O Templo de Lalish tem o túmulo do Sheik Adi, o grande
inspirador dos Yahzidis. Há sempre soldados de guarda e um check-point que é
preciso ultrapassar para chegar ao Templo. Ouve-se a água a correr. Há gente
descalça que olha os visitantes.
Os sapatos ficam à porta e a entrada é feita com um passo
largo para que os pés não toquem na soleira porque é beijada pelos membros da
comunidade. No Templo, todo construído em pedra, está o túmulo, numa sala
despida de qualquer ornamento. O túmulo está coberto de panos coloridos.
Explicam-me que os crentes dão um nó no pano e colocam-no sobre o túmulo até
que seja realizado o pedido que fizeram. Um apelo ao espírito do profeta.
Depois, quando isso acontecer, regressam para desfazer o nó.
Nos acessos à zona
do túmulo há dezenas de ânforas que os Yahzidis dizem ter mais de 600 anos. É
nessas ânforas que guardam o azeite puro para alimentar as 366 lamparinas que
iluminam o templo permanentemente. De uma divisão para outra não se pode pisar
os degraus de pedra: tal como a soleira, à entrada, são beijados pelos Yazhidis
que vêm ao templo.
Há um canal de água subterrâneo. A água é um elemento
considerado sagrado e está por todo o lado. É aqui que as crianças Yahzidis são
baptizadas. O Templo de Lalish tem sete pilares interiores que representam os
sete anjos. Os pilares também recebem panos coloridos e os respectivos pedidos.
A cada sexta-feira há uma refeição para quem aparecer. É uma
tradição da comunidade. A cozinha é grande e a dimensão das panelas deixa
perceber que alimentam muita gente.
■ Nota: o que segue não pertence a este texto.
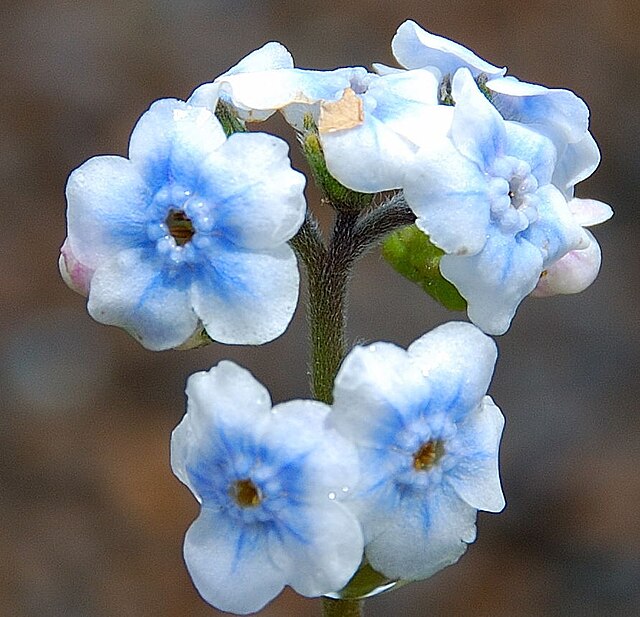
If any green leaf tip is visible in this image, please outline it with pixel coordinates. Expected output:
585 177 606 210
382 225 467 311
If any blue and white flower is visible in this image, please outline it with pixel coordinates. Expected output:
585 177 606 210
404 68 586 334
171 361 363 614
330 322 504 580
391 21 600 190
61 99 305 350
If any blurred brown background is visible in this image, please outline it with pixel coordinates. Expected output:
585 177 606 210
0 0 640 617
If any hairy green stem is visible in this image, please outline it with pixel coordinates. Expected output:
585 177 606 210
291 195 415 617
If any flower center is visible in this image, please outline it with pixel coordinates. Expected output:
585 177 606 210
413 439 444 471
165 208 196 246
230 478 262 508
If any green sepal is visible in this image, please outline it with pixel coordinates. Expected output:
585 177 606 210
382 225 467 311
216 99 247 137
300 115 373 212
326 560 409 600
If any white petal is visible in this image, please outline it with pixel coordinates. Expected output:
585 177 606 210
264 400 359 502
66 156 151 269
407 322 498 421
445 396 505 512
224 41 293 73
193 245 300 345
391 20 506 76
567 197 613 227
171 360 271 495
270 500 364 597
322 116 416 193
404 138 490 255
487 77 589 143
320 70 442 193
200 133 306 250
553 133 600 198
522 184 587 268
87 250 198 351
440 233 542 334
219 67 366 119
129 99 226 190
184 508 285 615
329 343 429 448
365 490 476 580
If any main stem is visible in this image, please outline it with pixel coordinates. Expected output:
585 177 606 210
308 214 356 404
292 197 415 617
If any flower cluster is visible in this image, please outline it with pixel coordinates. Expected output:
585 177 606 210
59 21 611 614
171 322 504 614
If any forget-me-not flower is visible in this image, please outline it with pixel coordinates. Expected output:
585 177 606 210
60 99 305 350
171 361 363 614
391 20 600 192
330 322 504 580
404 68 586 334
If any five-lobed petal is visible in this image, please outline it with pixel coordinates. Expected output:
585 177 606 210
61 99 305 350
171 361 363 614
404 67 584 334
330 322 504 580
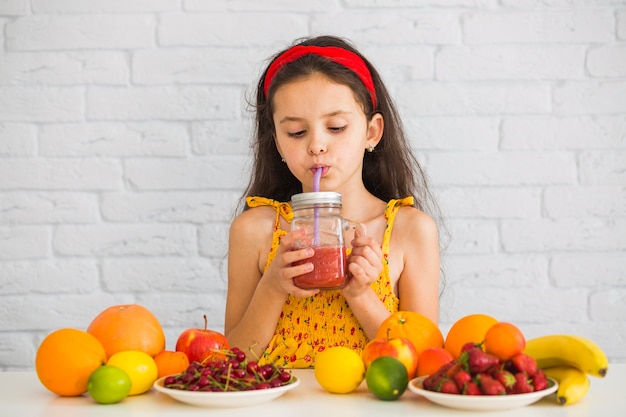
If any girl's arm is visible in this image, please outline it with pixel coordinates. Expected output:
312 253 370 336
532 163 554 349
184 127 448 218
224 208 316 357
343 208 439 339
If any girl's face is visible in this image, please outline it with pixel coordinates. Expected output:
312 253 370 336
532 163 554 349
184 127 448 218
273 74 383 192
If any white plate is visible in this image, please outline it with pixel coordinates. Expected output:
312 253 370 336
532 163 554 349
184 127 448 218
154 377 300 408
409 376 558 411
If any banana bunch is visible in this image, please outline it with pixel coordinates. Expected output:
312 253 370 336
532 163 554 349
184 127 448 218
524 334 609 405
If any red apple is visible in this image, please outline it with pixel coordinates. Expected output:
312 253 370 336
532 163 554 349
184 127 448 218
361 337 419 379
176 315 230 363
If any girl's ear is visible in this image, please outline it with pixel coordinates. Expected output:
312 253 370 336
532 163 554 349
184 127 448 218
367 113 385 147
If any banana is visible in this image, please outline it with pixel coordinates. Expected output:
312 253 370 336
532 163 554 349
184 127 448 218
544 366 590 405
524 334 609 378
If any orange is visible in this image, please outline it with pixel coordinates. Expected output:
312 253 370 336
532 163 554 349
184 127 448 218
444 314 498 359
376 311 443 355
87 304 165 357
35 329 107 396
416 348 454 376
154 350 189 378
483 322 526 361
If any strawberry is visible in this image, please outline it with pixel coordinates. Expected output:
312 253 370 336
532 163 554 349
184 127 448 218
422 361 455 391
477 373 506 395
439 379 460 394
531 368 548 391
509 353 537 376
453 369 472 391
491 369 515 392
461 348 500 374
510 372 533 394
463 381 483 395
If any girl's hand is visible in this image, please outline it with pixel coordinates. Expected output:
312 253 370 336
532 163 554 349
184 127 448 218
342 224 383 298
262 229 319 297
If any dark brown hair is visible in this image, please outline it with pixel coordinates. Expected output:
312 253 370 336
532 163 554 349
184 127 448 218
240 36 435 221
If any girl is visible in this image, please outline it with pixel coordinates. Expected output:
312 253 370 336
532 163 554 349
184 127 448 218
225 36 439 367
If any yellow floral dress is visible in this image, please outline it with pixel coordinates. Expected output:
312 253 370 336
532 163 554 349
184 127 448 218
246 197 413 368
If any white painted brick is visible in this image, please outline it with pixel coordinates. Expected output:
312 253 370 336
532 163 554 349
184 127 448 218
587 45 626 78
554 81 626 115
462 8 615 44
39 122 189 157
615 9 626 40
0 123 37 158
550 252 626 288
0 158 122 190
544 183 626 218
102 258 224 294
30 0 180 14
5 14 156 51
0 226 50 258
500 115 626 150
191 119 254 156
426 151 577 186
158 12 309 48
0 51 129 86
132 47 257 84
0 0 28 16
198 221 234 256
87 86 242 120
0 260 99 296
435 45 587 80
52 224 197 257
579 150 626 186
0 293 135 330
137 290 226 332
403 114 500 153
393 82 551 116
0 86 85 122
101 191 241 224
449 288 587 324
358 42 434 84
184 0 340 13
0 191 99 224
125 156 247 190
311 9 461 46
446 219 500 255
438 187 542 219
444 253 549 291
0 331 39 372
589 288 626 322
501 217 626 253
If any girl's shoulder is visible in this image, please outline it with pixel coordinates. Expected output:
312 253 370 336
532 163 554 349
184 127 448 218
393 206 437 238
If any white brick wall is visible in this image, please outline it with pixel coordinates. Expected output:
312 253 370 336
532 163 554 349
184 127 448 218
0 0 626 370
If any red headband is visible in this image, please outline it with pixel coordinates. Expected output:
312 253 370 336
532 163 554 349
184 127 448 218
263 45 376 109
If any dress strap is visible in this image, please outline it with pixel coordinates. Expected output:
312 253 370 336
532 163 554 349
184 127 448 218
382 197 415 256
246 196 293 271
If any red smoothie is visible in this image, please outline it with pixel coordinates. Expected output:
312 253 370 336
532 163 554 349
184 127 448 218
293 246 348 290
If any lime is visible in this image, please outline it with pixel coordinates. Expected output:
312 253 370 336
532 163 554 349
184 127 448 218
87 365 131 404
365 356 409 401
107 350 159 395
314 346 364 394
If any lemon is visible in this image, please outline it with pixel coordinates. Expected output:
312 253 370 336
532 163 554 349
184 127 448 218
365 356 409 401
107 350 159 395
87 365 132 404
314 346 364 394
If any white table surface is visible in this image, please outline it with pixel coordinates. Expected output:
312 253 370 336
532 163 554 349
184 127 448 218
0 363 626 417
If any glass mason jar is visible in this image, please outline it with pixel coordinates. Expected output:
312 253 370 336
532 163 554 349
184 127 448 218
291 192 356 290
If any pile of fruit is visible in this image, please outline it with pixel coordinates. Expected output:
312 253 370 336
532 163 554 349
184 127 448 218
35 304 229 404
35 304 609 405
315 311 608 405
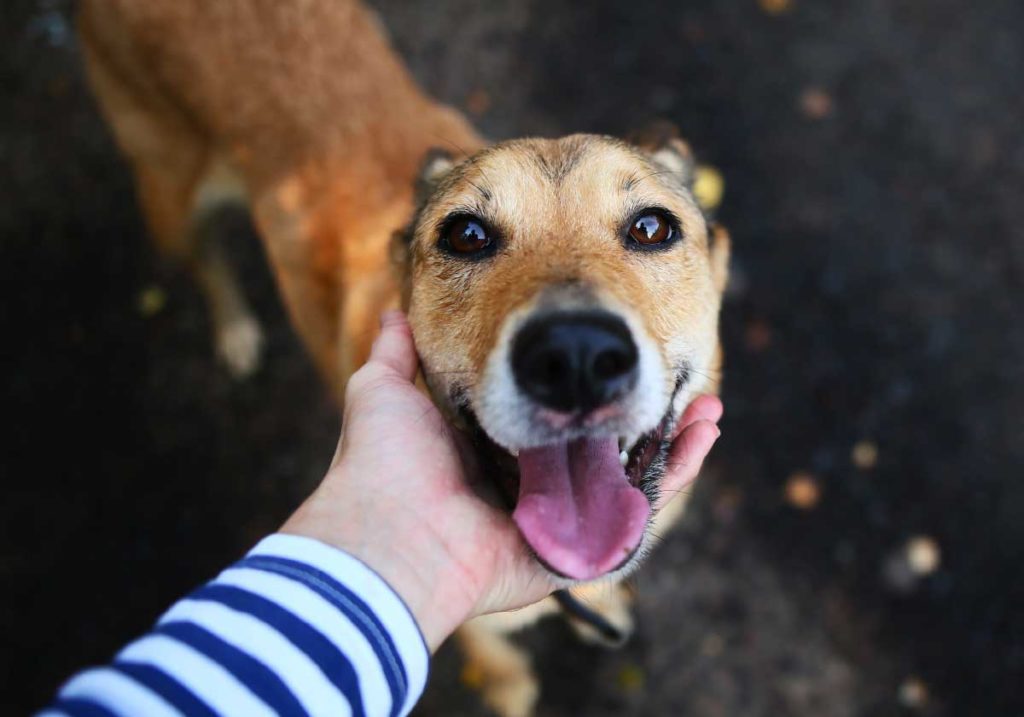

Mas é a quarta-feira que é considerado o dia
sagrado.
Há uma cobra preta em relevo na lateral de uma das portas de
acesso ao templo. É um animal sagrado. Os Yahzidis nunca as matam.
Não se sabe ao certo quantos Yahzidis existem, talvez 500
mil. Muitos milhares vivem na região de Mossul e também do outro lado da
fronteira, na Síria. Perseguidos durante séculos, os Yahzidis viram o seu
direito ao culto reconhecido na primeira Constituição iraquiana. Por essa
altura tinham três deputados na Assembleia Nacional do Iraque (eleitos nas listas curdas).